La politica estera dell'Italia è davvero cambiata? Mentre a Roma molti politici e osservatori sono in fibrillazione per l’annunciata presenza del principe dei sovranisti Steve Bannon alla festa di Atreju, ospite di Giorgia Meloni, mentre Matteo Salvini sigla un patto con il premier nazionalista ungherese Viktor Orban, a palazzo Chigi c’è qualcuno che senza troppi clamori forse coltiva una diplomazia più tradizionale, se non nei contenuti perlomeno nelle liturgie: è il presidente del Consiglio Giuseppe Conte.
Il premier, infatti, mentre alcuni suoi ministri cannoneggiano Bruxelles, corteggiano Mosca e dileggiano Nato e Onu, cerca di mantenere la politica estera italiana nel solco della tradizione. Questo non vuol dire che non si discosta dal passato: anche Conte avanza richieste decise alla Ue, sollecita maggiore attenzione agli interessi italiani ma cerca di non esacerbare lo scontro e di costruire una rete di rapporti politici con tutte le cancellerie, consapevole che la linea dell’attacco a testa bassa non sempre premia e spesso isola.

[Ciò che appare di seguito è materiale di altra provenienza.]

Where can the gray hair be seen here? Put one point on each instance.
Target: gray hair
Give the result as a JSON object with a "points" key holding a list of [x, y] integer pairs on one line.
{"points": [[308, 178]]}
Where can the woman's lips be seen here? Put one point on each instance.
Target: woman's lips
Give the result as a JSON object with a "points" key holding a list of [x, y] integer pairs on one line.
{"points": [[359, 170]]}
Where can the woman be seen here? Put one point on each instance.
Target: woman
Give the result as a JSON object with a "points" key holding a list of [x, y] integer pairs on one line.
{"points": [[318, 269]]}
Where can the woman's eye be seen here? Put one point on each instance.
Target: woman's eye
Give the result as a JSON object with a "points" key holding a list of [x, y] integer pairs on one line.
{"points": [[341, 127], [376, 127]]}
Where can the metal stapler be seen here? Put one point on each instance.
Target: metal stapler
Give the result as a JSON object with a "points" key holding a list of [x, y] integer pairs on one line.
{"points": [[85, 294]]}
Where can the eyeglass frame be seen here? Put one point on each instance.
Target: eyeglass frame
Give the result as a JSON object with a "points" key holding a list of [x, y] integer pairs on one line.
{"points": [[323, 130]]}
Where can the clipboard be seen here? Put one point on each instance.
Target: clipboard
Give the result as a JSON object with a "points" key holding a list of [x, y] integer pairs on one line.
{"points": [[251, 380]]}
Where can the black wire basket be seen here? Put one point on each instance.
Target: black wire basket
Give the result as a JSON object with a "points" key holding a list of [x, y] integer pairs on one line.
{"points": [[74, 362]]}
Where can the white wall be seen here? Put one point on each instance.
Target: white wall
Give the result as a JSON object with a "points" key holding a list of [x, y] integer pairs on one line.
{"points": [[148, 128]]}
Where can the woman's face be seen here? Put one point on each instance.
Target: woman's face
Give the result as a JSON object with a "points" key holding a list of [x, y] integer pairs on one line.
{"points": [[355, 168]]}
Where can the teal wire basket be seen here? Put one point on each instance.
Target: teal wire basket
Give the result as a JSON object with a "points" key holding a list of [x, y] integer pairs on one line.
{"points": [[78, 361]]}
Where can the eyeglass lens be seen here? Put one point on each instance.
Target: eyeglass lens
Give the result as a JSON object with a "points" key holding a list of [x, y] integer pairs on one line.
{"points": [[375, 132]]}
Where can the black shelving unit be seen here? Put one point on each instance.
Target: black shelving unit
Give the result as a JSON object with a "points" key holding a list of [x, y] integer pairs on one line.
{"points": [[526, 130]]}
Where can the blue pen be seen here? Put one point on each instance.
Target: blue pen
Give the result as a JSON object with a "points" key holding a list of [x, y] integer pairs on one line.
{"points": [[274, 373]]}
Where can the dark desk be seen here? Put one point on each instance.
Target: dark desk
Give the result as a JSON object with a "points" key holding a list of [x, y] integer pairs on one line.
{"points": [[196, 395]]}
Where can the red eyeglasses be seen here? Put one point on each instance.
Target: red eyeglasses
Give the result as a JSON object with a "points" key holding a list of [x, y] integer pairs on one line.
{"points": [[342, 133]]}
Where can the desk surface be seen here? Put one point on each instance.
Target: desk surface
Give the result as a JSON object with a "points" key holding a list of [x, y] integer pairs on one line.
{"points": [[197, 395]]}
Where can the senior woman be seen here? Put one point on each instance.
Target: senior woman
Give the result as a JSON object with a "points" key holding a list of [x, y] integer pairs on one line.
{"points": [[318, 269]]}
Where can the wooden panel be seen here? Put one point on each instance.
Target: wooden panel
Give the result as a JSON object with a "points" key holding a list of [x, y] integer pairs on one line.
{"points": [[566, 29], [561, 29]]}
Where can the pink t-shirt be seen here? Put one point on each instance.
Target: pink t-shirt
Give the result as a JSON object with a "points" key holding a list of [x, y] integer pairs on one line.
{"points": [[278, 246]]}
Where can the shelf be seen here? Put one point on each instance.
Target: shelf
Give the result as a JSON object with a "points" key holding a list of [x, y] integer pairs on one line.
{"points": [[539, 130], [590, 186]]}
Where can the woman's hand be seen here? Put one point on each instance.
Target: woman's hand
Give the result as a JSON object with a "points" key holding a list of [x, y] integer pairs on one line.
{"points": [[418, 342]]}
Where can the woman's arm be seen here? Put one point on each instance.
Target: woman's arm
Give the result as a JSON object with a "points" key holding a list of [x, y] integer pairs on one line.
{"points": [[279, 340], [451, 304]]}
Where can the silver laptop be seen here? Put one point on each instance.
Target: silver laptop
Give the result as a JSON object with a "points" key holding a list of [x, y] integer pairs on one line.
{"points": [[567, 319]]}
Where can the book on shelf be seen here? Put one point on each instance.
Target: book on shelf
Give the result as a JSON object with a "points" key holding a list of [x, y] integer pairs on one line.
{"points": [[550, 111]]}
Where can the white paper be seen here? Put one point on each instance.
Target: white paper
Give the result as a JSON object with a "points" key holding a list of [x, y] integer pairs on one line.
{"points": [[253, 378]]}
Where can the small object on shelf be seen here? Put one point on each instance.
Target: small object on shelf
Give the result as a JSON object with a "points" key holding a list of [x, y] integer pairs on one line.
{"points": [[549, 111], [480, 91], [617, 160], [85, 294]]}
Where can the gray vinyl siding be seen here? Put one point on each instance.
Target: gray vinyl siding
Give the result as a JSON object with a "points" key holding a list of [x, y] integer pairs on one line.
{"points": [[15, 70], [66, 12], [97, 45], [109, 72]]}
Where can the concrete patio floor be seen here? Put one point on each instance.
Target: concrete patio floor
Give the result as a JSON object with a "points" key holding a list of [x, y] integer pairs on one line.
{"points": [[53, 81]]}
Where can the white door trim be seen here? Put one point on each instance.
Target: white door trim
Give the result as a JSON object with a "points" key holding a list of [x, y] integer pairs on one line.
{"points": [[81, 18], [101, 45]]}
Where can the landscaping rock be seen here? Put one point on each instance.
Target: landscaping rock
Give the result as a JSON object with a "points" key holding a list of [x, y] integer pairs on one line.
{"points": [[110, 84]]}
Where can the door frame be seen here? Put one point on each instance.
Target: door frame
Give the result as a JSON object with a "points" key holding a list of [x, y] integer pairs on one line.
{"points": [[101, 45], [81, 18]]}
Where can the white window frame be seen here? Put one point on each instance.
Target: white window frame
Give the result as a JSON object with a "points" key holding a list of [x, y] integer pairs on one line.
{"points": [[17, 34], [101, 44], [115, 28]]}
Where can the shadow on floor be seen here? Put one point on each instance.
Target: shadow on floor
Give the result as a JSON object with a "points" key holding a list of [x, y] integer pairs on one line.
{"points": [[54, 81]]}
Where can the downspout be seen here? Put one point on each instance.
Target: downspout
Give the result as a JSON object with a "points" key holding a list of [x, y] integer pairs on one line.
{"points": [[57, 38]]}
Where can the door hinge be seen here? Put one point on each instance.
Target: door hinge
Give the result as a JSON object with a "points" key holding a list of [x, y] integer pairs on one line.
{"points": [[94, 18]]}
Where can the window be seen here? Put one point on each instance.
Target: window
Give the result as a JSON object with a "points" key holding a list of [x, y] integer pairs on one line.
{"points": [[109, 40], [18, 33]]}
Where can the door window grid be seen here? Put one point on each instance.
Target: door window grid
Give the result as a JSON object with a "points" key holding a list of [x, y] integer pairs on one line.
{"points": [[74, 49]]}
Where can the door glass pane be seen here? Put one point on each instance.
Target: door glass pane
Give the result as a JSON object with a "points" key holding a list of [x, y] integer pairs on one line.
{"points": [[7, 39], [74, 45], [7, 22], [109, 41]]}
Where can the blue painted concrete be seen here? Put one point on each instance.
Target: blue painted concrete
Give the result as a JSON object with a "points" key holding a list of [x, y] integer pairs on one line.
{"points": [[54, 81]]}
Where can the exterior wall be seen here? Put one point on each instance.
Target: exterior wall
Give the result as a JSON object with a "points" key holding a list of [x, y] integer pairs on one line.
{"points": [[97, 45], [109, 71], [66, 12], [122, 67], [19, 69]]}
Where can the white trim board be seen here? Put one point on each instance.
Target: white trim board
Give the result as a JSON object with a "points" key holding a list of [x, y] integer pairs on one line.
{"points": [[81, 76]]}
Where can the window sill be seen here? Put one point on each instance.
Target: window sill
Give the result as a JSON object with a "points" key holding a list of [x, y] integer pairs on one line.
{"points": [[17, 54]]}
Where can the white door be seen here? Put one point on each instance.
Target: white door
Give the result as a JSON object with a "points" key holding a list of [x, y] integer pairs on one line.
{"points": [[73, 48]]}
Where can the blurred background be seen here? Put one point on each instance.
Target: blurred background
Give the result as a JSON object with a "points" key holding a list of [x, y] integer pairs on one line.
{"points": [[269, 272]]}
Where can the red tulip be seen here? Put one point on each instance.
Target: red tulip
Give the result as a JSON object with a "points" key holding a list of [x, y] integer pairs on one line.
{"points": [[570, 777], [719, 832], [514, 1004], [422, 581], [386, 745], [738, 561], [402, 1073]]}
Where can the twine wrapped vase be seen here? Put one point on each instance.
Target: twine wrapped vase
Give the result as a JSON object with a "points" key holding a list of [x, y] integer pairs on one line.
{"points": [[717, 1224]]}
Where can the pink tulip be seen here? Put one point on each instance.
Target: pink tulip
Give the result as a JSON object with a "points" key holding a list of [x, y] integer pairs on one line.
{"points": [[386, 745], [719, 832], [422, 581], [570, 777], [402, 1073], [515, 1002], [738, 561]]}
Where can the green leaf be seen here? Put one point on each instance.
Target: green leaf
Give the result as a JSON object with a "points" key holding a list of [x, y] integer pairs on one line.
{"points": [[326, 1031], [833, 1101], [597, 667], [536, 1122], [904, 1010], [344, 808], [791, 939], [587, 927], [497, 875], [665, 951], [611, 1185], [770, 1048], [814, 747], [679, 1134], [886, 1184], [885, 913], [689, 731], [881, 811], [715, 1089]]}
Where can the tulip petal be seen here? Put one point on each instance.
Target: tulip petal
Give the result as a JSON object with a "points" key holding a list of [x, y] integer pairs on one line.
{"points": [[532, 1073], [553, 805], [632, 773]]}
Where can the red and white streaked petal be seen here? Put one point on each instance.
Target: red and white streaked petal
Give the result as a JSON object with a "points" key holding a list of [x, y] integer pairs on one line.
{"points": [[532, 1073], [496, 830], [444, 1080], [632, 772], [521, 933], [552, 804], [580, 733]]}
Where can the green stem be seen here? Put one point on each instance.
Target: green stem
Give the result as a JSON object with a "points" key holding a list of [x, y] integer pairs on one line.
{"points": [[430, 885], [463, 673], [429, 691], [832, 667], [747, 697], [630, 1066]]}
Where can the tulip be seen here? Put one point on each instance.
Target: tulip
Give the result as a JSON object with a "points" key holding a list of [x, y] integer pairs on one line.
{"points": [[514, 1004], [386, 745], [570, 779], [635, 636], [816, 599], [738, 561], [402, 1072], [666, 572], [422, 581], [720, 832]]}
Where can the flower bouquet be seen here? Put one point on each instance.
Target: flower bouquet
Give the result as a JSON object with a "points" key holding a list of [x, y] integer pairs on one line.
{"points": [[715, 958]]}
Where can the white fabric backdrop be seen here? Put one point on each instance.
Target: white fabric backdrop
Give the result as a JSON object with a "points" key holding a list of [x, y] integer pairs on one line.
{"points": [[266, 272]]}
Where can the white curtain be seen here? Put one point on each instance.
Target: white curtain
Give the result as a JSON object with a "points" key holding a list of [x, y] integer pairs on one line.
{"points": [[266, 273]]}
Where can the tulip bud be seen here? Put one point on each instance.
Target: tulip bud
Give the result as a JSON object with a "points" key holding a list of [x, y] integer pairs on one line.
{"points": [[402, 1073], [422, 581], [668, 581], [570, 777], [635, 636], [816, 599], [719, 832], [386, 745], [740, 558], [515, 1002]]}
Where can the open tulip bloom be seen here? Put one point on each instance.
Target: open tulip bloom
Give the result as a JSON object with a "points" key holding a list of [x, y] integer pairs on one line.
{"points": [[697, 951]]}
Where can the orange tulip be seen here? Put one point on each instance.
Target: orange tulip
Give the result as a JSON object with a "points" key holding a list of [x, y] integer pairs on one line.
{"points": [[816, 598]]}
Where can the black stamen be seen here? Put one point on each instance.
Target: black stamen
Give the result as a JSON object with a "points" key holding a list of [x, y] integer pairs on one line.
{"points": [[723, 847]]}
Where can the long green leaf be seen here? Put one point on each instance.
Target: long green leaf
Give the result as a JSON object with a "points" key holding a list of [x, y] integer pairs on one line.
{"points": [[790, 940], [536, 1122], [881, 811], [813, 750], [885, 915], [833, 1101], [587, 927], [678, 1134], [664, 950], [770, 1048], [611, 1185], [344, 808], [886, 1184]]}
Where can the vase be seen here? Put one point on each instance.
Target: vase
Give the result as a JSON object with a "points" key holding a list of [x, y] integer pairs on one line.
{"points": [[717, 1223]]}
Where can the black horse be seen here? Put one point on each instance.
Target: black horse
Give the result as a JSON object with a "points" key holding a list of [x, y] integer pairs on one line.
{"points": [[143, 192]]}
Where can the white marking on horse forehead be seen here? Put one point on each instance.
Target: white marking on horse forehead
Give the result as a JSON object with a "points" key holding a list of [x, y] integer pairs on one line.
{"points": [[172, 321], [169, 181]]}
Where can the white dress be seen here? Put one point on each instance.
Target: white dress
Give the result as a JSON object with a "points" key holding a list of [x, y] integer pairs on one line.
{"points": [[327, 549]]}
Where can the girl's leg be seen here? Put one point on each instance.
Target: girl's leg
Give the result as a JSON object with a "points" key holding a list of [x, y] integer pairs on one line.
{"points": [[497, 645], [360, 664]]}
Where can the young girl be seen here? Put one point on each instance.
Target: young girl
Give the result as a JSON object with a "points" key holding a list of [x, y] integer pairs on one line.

E dunque pochi giorni dopo l’attacco di Matteo Salvini alla Nato, Giuseppe Conte riceve il segretario generale dell’Alleanza atlantica Jens Stoltenberg. Se il leader del Carroccio intreccia forti rapporti con l’omologo tedesco Horst Seehofer su una comune linea dura verso i migranti irregolari, il premier incontra Angela Merkel. Ad agosto va poi in onda un doppio incontro: Salvini vede a Milano il campione del sovranismo Viktor Orban, a Roma Conte riceve il premier ceco Andrej Babis, anch’esso esponente dell’euroscettico Gruppo di Visegrad.
Ai primi di settembre, poi, il presidente del Consiglio riceve per la seconda volta a palazzo il presidente del Consiglio europeo Donald Tusk e martedì 18 settembre incontra il premier austriaco Sebastian Kurz per cercare una soluzione al pasticcio della concessione del passaporto austriaco agli altoatesini. Una scelta nazionalista da parte di un governo che su altri fronti è alleato dell’Italia, in particolare nel chiedere la linea dura di Bruxelles verso i migranti.
E oltre ai vertici ufficiali, dal G7 ai Consigli Ue, dal vertice Nato all’Assemblea generale dell’Onu, Conte inanella una serie di incontri bilaterali con Emmanuel Macron, con Donald Trump (che lo definisce “un amico”) , vede due volte il presidente del Consiglio Ue Donald Tusk, e mette in programma per ottobre la visita a Mosca a Vladimir Putin.
Spesso in realtà la linea di politica estera del governo, al di là dei toni, è uniforme. Spesso, con i toni pacati che gli sono propri, Conte chiede a Bruxelles e agli alleati storici dell’Italia la stessa attenzione e lo stesso rispetto chiesto dai suoi due vicepremier. Ma a volte, in politica estera, la forma è sostanza e il tentativo del premier è anche quello di rafforzare il suo ruolo, dosare bastone e carota e smussare gli spigoli per costruire alleanze utili nei consessi internazionali.